Of swimsuits and knitted socks

The difference between weather in eastern and western Canada was never more evident than in my choice of clothing for a weekend outing.  I pulled on long johns and tucked them into my homemade ‘Nan Tucker’ knitted socks, preparing for my first winter’s excursion on a snowmobile to cabin country.  I packed a knapsack with extra-warm clothes, first-aid kit, and a digital camera.

Socks like these are a common sight on the Great Northern Peninsula.
Socks like these are a common sight on the Great Northern Peninsula.

In March 1969, our church youth group chartered a bus to Cultus Lake, British Columbia.  I packed an overnight bag with a swimsuit and towel, transistor radio, hairbrush and a Brownie camera for a weekend at the beach.

The trip took us an hour east of Vancouver towards Chilliwack.  Along the Trans Canada highway we passed dairy farms with cattle standing along the fence-lines swishing their tails and chewing their cuds.  Raspberry and strawberry farms with their gridline-pattern rows ran as far as the eye could see, holding out the promise of a harvest of fresh fruit.  Mennonite farmers waved as they stood in the middle of fields of glorious yellow daffodils.  Gradually the farmland gave way to fir-covered hills, and then the hills slid into the background and the mountains reared up, standing shoulder-to-shoulder as we followed the highway to our destination.

At the lake, sun gleamed off the water as we scrambled off the bus and changed into swimsuits.  The soft spring air and the clear, cold water were thrilling.  We picnicked by the campfire and sang songs and imagined the legendary ‘Bigfoot’ coming down from the mountains to the campsite.  Cabins, framed by a brilliant riot of daffodils and tulips, stood back from the beach, while playgrounds on lush green lawns were alive with the shouts of children.

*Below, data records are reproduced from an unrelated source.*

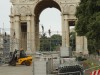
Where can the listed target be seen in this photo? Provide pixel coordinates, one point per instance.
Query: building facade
(24, 19)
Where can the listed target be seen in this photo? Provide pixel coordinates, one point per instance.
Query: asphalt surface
(15, 70)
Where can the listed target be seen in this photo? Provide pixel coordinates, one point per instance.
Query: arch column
(12, 34)
(85, 52)
(33, 41)
(81, 45)
(28, 34)
(17, 32)
(65, 32)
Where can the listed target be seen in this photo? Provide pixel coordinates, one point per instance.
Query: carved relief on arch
(25, 11)
(65, 9)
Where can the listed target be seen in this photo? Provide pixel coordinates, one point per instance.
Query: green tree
(49, 43)
(88, 24)
(56, 41)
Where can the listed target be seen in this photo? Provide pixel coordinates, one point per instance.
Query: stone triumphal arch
(24, 19)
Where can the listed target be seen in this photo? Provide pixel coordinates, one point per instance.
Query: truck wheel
(27, 63)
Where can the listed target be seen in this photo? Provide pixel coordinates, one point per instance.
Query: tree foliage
(50, 43)
(88, 24)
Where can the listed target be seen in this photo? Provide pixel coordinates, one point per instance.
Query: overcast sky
(50, 18)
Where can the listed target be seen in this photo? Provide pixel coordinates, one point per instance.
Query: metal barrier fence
(71, 73)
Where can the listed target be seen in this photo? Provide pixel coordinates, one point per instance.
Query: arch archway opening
(39, 9)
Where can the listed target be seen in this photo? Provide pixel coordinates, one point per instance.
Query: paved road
(15, 70)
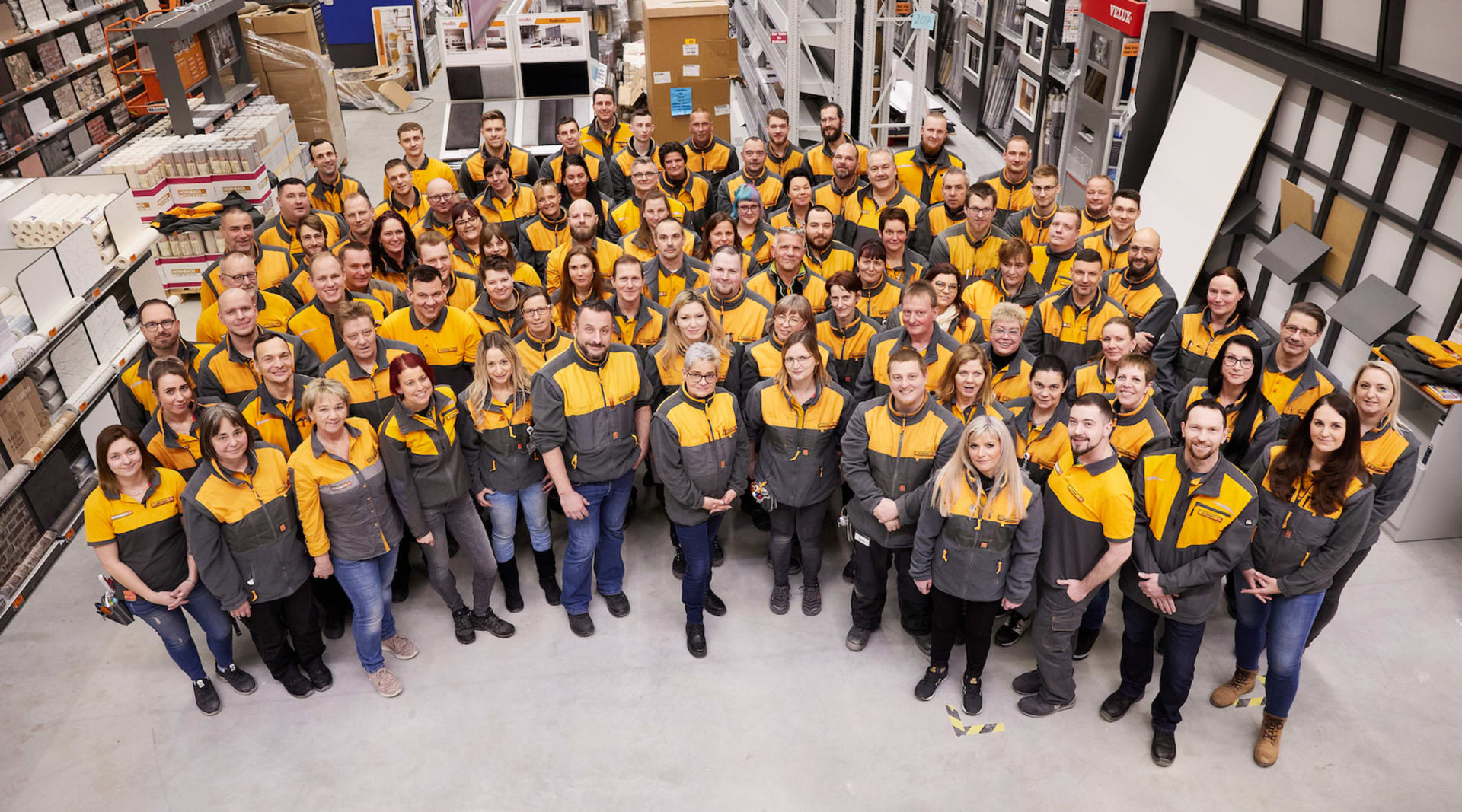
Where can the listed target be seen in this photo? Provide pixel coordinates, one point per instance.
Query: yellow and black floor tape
(961, 729)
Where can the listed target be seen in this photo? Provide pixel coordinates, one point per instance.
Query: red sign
(1123, 15)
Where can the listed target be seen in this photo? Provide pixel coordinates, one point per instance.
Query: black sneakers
(713, 603)
(238, 678)
(462, 626)
(321, 677)
(581, 624)
(929, 683)
(812, 599)
(492, 624)
(781, 599)
(1085, 640)
(972, 700)
(696, 640)
(1116, 705)
(205, 697)
(619, 603)
(1012, 631)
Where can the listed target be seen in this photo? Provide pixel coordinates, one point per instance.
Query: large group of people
(998, 397)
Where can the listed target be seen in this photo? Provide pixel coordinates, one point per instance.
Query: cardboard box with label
(691, 60)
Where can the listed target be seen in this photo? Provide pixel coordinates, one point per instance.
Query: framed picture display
(974, 57)
(1033, 43)
(1023, 107)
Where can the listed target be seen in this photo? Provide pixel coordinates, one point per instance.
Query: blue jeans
(694, 542)
(1180, 651)
(367, 583)
(597, 540)
(177, 638)
(1281, 627)
(503, 511)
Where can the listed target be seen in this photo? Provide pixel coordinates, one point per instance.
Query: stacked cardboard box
(691, 59)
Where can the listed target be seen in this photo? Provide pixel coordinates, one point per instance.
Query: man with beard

Cultus Lake was no stranger to visitors, and fishermen came from afar to fish for Rainbow Trout and Sockeye Salmon.  The Cultus Lake sockeye salmon is an anadromous fish—that is, a fish that lives part of its life in fresh water before migrating to the sea.  That day, I watched fisherman casting their lines, waiting for fish to bite.  I listened to their laughter floating across the water as they traded fish tales.

*****

Now, forty years later, the Newfoundland landscape lay concealed beneath a heavy blanket of snow as a shower of snowflakes fell like eider-duck feathers from the sky.  I followed Route 430 west and found the rendezvous site on the side of the road.  Within minutes I was pulling a heavy helmet over my head and hoisted myself onto the back of a snowmobile, hanging on for dear life and bouncing over the barrens; amazed that there were traffic signs on the trails in the middle of the wilderness.

At Stock Pond, we pulled up to ‘Da Tilt’, a cabin owned by Carl and Millicent Tucker, in the center of a magical wood of moss-hung trees and snow-laden branches.   As he got off the snowmobile, Carl asserted, “I think it’s time for tea!”  Millicent greeted us at the door and, as we took off helmets, mittens, scarves, caps, coats and boots, put a kettle on the cast-iron stove to boil.  In the kitchen, we drank scalding tea and nibbled on buttered buns, watching a grey jay tilt his head and peer through the window, begging for morsels of bread.

After tea, Millicent brought forth a platter of fisherman’s brewis and, while we ate, Carl told stories of fish and fishermen, dog teams, seals on ice, and life on the Northern Peninsula when he was a young man.

After lunch we piled onto snowmobiles and headed to Pistolet Bay to go smelting.  Alyssa, Carl and Millicent’s granddaughter, and Len, lowered their hooks into the icy water.  Alyssa pulled up smelt after smelt, while Len only managed one rock cod, which came up with jaws flapping.  “You can’t have that one, Len,” advised Carl, pulling out the hook and forcing the foot-long cod back down through the ice.  A group of snowmobilers dropped by and one feller in a space-age helmet, noticing Len’s lack of success, insisted on showing Len the way it’s done by hauling in three smelts in the space of a minute.

Back at the cabin, we warmed our toes by the wood stove as other cabin-dwellers and snowmobilers dropped by to visit.

Looking back, I’d say that whether we pack an overnight bag with swimsuit and towel, or long johns and worsted socks, there is something in all of us that yearns to get back to the land; back to simpler ways.